23/09/2021

Negacionismo energético – Editorial O Estado de S.Paulo

Negacionismo energético – Editorial O Estado de S.Paulo

Indicadores que dão base ao otimismo do ministro de Minas e Energia são desconhecidos.

 Relatório do Tribunal de Contas da União (TCU) sobre a gestão da crise hídrica pelo governo revelou aquilo de que uma boa parte da sociedade já desconfiava. As medidas adotadas até agora são insuficientes para afastar o risco de apagão. Não deveria surpreender ninguém, já que o enfrentamento de qualquer situação crítica passa, em primeiro lugar, pela admissão de que o problema, de fato, existe.
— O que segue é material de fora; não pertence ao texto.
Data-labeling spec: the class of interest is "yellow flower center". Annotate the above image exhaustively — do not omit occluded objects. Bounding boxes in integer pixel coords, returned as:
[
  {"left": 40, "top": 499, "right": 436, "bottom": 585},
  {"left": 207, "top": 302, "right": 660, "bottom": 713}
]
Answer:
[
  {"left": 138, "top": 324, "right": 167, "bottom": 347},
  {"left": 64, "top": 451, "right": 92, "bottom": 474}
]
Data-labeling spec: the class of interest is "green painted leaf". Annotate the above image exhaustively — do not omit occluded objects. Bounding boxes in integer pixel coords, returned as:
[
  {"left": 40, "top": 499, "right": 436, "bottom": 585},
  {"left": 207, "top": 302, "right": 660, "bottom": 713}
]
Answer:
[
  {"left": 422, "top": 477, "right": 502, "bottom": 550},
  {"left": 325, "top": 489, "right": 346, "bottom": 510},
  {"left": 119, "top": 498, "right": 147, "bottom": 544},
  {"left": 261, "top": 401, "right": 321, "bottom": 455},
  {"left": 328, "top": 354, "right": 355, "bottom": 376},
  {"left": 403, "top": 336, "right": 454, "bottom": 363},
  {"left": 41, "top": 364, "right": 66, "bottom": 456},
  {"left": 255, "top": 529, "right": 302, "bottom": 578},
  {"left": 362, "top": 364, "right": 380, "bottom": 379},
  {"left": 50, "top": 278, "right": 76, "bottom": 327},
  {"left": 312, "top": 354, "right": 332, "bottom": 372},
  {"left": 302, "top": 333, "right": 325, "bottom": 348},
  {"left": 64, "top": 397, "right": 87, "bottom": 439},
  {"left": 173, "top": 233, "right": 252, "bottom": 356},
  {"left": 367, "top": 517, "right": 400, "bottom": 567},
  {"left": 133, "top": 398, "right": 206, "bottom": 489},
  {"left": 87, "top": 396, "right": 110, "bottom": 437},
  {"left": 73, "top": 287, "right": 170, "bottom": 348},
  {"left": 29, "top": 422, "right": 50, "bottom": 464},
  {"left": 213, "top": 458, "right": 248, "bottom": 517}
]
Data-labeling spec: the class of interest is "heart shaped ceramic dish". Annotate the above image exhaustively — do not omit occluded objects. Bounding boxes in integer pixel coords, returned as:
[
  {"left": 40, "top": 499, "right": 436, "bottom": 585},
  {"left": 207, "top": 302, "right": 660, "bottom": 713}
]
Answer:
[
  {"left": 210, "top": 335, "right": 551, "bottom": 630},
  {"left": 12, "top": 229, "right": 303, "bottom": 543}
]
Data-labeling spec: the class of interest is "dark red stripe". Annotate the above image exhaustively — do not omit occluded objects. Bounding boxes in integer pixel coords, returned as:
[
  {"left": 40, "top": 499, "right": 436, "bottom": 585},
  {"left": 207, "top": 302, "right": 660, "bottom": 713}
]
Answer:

Quem assiste às entrevistas do ministro de Minas e Energia, Bento Albuquerque, vai ouvir que o risco de racionamento no País é zero. Os indicadores que dão base a essa previsão tão otimista, no entanto, são desconhecidos. Os anteriores, usados até o fim de 2018, foram considerados inadequados pelo governo Jair Bolsonaro, mas não foram substituídos por nenhum outro. No mercado, não há dúvidas sobre a gravidade da crise. A PSR, maior consultoria do setor no País, afirma que o risco de racionamento é de 20% e o de apagão, de 30%. Para os auditores do TCU, as medidas adotadas pelo Executivo no enfrentamento da seca carecem de previsibilidade e razoabilidade.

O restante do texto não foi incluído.